Cactoblastis MemorialPrint Page
Cairn pays tribute to the cactoblastis moth and the scientists who waged war against the prickly pear which once threatened to destroy the whole of south east Queensland.
Locals were at first sceptical that the Cactoblastis grubs and Chico-cochineal insects could destroy the prickly pear. However, once convinced, they contributed enthusiastically to spreading millions of `egg-sticks` as they were called. In three years thousands of acres were cleared and thereafter one could only grow the pear if it was covered with a protective net.
A land area larger than size of Tasmania was recovered for farming purposes. Not so many years ago ,people In the Dalby district referred to events as or BC or AC, before or after cactoblastis.

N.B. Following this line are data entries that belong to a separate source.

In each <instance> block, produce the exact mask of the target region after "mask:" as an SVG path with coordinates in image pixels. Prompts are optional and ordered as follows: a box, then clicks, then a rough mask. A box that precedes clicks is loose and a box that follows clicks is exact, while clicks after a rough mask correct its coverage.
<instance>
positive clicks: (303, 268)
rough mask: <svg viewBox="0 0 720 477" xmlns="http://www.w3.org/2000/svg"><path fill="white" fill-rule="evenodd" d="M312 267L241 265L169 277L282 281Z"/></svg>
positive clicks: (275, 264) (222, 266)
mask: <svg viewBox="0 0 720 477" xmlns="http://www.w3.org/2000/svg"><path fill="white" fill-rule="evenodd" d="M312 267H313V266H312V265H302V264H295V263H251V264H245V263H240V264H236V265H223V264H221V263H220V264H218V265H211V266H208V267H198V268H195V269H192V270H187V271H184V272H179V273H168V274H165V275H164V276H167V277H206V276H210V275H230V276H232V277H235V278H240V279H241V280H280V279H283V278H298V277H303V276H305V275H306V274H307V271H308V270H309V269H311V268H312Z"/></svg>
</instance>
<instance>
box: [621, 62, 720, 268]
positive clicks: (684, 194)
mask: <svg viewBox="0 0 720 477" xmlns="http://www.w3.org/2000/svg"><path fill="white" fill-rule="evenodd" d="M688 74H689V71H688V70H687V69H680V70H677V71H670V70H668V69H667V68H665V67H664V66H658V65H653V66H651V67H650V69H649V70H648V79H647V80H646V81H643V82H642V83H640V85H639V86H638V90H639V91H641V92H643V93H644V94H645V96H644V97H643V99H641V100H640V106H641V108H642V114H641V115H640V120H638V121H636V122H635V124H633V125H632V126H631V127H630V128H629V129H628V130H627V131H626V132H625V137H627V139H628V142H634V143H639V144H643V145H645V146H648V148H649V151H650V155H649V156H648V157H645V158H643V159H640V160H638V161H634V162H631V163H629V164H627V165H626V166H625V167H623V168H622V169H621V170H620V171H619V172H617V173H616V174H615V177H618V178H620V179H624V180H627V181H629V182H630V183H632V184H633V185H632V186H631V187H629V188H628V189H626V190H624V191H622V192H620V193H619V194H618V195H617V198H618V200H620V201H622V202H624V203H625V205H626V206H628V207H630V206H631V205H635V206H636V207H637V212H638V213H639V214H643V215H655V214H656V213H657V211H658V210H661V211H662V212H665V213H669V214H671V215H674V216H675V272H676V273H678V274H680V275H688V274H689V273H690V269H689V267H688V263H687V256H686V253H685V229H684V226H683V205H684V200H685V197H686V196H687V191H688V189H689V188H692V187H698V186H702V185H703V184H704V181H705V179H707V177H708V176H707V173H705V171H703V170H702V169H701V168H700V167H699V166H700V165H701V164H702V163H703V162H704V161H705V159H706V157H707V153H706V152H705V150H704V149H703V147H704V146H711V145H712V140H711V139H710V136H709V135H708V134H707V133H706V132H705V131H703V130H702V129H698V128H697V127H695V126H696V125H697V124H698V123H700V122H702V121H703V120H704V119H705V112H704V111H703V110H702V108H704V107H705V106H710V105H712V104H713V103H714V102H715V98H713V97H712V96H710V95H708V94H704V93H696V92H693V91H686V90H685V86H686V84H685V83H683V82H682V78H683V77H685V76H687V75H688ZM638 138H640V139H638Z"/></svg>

|Address:||Marble Street, Myall Creek , Dalby, 4405|
|GPS Coordinates:||Lat: -27.183056|
Note: GPS Coordinates are approximate.
|Actual Monument Dedication Date:||Thursday 27th May, 1965|
In 1925, Prickly Pear, the greatest example known to man of any noxious plant invasion, infested fifty million acres of land in Queensland, of which thirty million represented a complete coverage. The Dalby District was then heavily infested. The biological control investigation was undertaken by the Commonwealth Prickly Pear Board, the joint project of the Commonwealth, Queensland and New South Wales Governments.
Early in 1925, a small number of Cactoblastis Cactorum insects was introduced from the Argentine by Alan Parkhurst Dodd, O.B.E., who was officer-in-charge of the scientific undertaking. They were bred in very large numbers and liberated throughout the prickly pear territory. Within ten years, the insects had destroyed all the dense masses of prickly pear.
This plaque, affixed by the Queensland Women`s Historical Association on Thursday, 27th. May, 1965, records the indebtedness of the people of Queensland, and Dalby in particular, to the Cactoblastis Cactorum, and their gratitude for deliverance from that scourge.